Other things may change us, but we start and end with family.
~ Anthony Brandt

The topic this week is family words - you know: mother, father, son, daughter, sister, brother, aunt, uncle, cousin, niece, nephew, etc.

Our very first step is to go over the basic vocabulary - typically, many of my students already know some of these words - so I start by asking how to say things in English and only tell them the answer if no one knows it.  

Then I do a whole class activity that I created myself.  I drew a family tree in Power Point (not as easy as it sounds, it turns out!) and I project this family tree onto the white board (plus I give each student a handout with the same tree).




Interestingly - and this was a surprise to me, my first year - the family tree representation is not an obvious one to many of my students.  I have to spend some time talking through how to interpret it and how to trace through it to figure out the relationship between two people.  Is this an American thing, do you think?  

Once I've gone over how to read the tree, I make statements about the relationships between pairs of people in the tree - things like "Pablo's mother is Sophia" (true) and "Selena's mother is Sophia" (false).  For each of my statements, the students have to hold up cards (printed on card stock) that either say "TRUE" or "FALSE."

Of course, I start with close relationships (immediate family) and slowly move on to more and more distant relationships.  

I have them hold up cards, rather than raise their hands or shout out answers, in order to force each student to respond to all of the items.  If I go with one of the other methods, then a few of the confident and assertive students dominate and some of the timid ones just coast...  ;)

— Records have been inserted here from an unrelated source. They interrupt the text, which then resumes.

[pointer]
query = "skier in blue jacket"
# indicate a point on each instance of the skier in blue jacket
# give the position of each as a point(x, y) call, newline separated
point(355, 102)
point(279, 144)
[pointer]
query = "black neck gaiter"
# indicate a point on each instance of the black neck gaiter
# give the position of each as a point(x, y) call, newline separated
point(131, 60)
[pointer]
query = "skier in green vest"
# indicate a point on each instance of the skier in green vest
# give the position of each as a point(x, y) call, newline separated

Listening comprehension skills are important, but I always want to have a small group activity after the whole class activity, to get them talking.  Over the summer, I purchased a handful of activity workbooks and I found these two activities that I am going to try for the first time this week:

I'm going to start with an activity from this book.  In stage one, students use relationship cards (that say things like "Charlie is Susan's brother") to help arrange these pictures into a family tree.  


In stage two, they go through a set of cards that just list names, like "George - Charlie" and have to use the family tree to generate the relationship ("George is Charlie's father").  (The correct answers are on the backs of these cards, so they can check themselves.)  

In theory, I think this is a really good activity - I like the fact that it makes them work both forward and backward.  

In practice...?   We'll see!  ;)

For the students that finish the previous activity early, I have a more advanced activity, from this book.  Each student in the pair gets a picture of a family tree.  The 2 trees are similar, but contain 12 differences - the differences can be in the names, ages and/or professions of the people in the tree.  The students have to ask each other questions in English and figure out what the differences are.  

Here is a picture of one of the family trees:



This exercise is more difficult because it requires more vocabulary and they have to generate language without as many helpful constraints - there are tons of different questions they could ask and different ways to ask them...

Keep your fingers crossed and I'll let you know how it goes!  :)

1 comment:

  1. Thank you! Planning an Italian family unit and will use some of these ideas.